After him, or alternately with him, singer Kenneth Kellogg spoke. His story, which was equally dramatic and emotional, also dealt with the feeling of an artist who cannot continue in his profession without discovering a deeper connection. He was even about to quit singing when he was offered the role of father in the movie Blue. It does not mean that he has prepared well for the test. He hadn’t read the script and had only rehearsed his scenery. He was commissioned by Tazewell Thompson to read the entire text. When he returned he was very emotional, but so convinced of the importance of the opera that after several productions of Blue in which he played the father, he is still visually and audibly affected by the story, which is also his story.

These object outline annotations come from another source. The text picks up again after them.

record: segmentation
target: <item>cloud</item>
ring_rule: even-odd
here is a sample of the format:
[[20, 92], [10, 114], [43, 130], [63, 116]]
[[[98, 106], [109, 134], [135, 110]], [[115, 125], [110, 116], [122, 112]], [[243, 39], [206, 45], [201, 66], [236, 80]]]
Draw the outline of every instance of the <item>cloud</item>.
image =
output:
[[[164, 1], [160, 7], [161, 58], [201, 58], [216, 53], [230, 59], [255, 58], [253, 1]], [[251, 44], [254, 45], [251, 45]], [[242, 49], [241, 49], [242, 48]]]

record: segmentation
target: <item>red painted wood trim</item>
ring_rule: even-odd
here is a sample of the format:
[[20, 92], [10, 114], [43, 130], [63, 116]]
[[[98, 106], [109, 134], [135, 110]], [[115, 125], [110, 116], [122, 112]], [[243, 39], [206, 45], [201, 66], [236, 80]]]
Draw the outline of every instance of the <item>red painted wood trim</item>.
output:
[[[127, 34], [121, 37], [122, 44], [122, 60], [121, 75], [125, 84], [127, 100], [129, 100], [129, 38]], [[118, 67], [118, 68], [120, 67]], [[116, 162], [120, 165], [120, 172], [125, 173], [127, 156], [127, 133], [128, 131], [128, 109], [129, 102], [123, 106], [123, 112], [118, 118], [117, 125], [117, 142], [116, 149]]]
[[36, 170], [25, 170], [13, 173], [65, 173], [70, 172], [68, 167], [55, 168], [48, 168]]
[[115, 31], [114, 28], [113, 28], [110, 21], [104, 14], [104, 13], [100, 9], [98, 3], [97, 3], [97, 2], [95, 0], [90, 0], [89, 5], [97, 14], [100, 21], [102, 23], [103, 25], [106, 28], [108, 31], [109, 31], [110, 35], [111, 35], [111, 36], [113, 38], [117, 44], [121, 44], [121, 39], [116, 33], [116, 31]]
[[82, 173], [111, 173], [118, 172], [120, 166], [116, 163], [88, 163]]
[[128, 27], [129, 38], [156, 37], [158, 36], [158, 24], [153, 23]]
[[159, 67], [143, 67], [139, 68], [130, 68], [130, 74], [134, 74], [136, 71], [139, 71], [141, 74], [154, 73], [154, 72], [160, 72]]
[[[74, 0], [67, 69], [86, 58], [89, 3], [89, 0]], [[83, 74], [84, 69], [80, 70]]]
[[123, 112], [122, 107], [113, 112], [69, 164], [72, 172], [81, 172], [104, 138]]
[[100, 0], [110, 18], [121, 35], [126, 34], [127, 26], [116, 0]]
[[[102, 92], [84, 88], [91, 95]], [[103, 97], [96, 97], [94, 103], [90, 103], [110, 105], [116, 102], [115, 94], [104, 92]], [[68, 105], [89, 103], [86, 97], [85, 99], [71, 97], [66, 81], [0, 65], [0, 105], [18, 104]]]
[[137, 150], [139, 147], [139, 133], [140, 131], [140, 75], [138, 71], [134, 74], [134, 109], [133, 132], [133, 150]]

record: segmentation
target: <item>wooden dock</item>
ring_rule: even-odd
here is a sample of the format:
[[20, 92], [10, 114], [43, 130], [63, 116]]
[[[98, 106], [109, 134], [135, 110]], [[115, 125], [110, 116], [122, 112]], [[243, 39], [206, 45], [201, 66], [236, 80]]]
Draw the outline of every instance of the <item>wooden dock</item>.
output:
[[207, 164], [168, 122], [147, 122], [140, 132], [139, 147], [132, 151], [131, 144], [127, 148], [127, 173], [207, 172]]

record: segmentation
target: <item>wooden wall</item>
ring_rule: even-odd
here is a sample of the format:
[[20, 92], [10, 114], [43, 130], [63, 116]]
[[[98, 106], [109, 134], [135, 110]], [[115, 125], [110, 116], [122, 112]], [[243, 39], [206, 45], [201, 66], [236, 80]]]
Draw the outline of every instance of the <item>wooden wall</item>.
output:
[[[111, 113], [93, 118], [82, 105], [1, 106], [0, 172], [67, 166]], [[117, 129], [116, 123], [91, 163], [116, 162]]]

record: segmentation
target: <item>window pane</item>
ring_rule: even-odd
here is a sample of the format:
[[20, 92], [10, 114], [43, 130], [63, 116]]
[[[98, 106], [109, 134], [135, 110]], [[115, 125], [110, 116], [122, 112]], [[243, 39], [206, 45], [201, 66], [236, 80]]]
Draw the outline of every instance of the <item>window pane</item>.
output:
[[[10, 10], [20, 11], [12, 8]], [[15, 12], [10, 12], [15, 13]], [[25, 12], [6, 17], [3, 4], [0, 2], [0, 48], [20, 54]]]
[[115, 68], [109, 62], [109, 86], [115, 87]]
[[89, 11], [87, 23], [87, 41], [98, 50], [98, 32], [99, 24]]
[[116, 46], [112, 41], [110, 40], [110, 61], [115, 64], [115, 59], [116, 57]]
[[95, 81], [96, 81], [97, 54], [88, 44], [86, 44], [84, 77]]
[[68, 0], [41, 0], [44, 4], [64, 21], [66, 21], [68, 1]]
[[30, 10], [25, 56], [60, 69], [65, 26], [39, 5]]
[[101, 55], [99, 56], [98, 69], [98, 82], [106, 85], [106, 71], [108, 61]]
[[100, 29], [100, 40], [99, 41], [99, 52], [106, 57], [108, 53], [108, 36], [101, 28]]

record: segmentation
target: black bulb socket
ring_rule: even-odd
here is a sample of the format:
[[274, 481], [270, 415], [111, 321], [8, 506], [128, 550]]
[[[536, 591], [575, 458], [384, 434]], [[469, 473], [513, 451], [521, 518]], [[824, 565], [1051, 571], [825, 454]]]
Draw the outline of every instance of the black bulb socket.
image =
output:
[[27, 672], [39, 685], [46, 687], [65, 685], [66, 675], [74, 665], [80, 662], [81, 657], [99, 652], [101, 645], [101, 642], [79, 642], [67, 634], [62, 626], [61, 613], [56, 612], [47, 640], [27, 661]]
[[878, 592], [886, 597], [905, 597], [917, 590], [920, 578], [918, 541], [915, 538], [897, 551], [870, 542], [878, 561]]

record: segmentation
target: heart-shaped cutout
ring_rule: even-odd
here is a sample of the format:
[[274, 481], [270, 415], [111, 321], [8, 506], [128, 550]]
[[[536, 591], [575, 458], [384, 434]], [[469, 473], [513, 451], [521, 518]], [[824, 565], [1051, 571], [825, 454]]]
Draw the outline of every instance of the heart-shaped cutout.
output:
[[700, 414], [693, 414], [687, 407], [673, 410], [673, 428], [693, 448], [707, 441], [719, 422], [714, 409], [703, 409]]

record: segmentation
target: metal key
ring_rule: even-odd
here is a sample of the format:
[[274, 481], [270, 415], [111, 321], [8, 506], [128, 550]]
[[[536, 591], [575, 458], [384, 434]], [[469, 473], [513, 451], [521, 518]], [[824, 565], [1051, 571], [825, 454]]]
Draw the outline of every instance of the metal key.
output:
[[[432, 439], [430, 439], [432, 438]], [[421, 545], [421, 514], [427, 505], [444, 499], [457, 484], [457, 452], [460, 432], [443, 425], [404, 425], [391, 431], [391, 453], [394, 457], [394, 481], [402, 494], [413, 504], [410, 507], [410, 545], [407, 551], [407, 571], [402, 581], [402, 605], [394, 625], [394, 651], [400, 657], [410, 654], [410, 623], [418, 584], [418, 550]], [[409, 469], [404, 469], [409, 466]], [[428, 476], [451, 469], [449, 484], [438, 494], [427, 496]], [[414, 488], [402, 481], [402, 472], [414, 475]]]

Foreword by Sosha Doinker, Bass Kenneth Kellogg and Director/Writer Tazewell Thompson. Photo: © Kiki Krijnen

‘Conversation’

He described how during a rehearsal, where the coffin table was photographed with the corpse of the lead son, he burst into unstoppable tears and could not continue to practice. He just became a father to a son. He has brought another black boy into the world, with all the risks involved. He continues his story with a song from the opera, in which a father enters into a “conversation” with his son, the “conversation” that every black father must have with his son. The “conversation” is about what awaits him as a black person and what he should and should not do to live as safe as possible and not fall victim to white police brutality.

the mother

Mezzo-soprano Aundi Marie Moore, who will sing as a mother in Amsterdam, told a similar story. How, during the rehearsal her child was playing at it and she was just watching it, she was overcome by feelings and how, in her words, she screamed violently and above all crying out loud, which interrupted the rehearsal. How did you experience this opera as a mother? How her search for a role model led her to mezzo-soprano Denyce Graves, giving her the courage to continue working as a classical singer. How seeing the “Bill Cosby Show”, in which a successful black family was filmed, had such a huge impact, is the effect that this show had on young Americans of color, which we never appreciated in Holland. About the role of a young woman who tells her friends that she is married to a policeman, and about that woman’s daily worries about whether her husband will come back through the door at the end of the day, about motherhood (“He is my son) and about the importance of opera for her personally.

Andy Marie Moore. Photo: ∂Kiki Krijnen

dance

stories about opera ‘blue’but also stories of the everyday reality of people of color in America, supplemented, improved, and portrayed by dancing before our eyes by the dancers, who performed a dance by Gregory “Shaggy” Albertson.

Choreographer Gregory “Shaggy” Albertson in conversation with Socha Duesker. Photo: © Kiki Krijnen

(r) Our eyes only It has the same theme, arising from the same personal experiences of the factory, whose story we also shared. Same stories from Bijlmer, from our own Harlem perhaps, but also hard reality turned into beautiful art. As Shaggy could no longer be silent, he had to express himself in his medium; dance.

dancers in (R) Our eyes only. Photo: © Kiki Krijnen

After a few impressive performances, I realized this evening, but definitely the next opera productionblueIt should become the starting point for my most relevant contribution to society. My medium is this site, so don’t expect any artwork from me, but maybe some slightly relevant written contributions, which can bring a little awareness. I will start with this piece and in the coming weeks I will pay more attention to opera which is now more than important and very relevant to me.blue‘ Spent.

blue It will premiere at the Dutch National Opera on November 7.

Keep watching, reading and listening

Trailer for blue

Black Achievement Month 2022

Jordi Koeman announced the appointment of Francesca Zampello to Glimmerglass.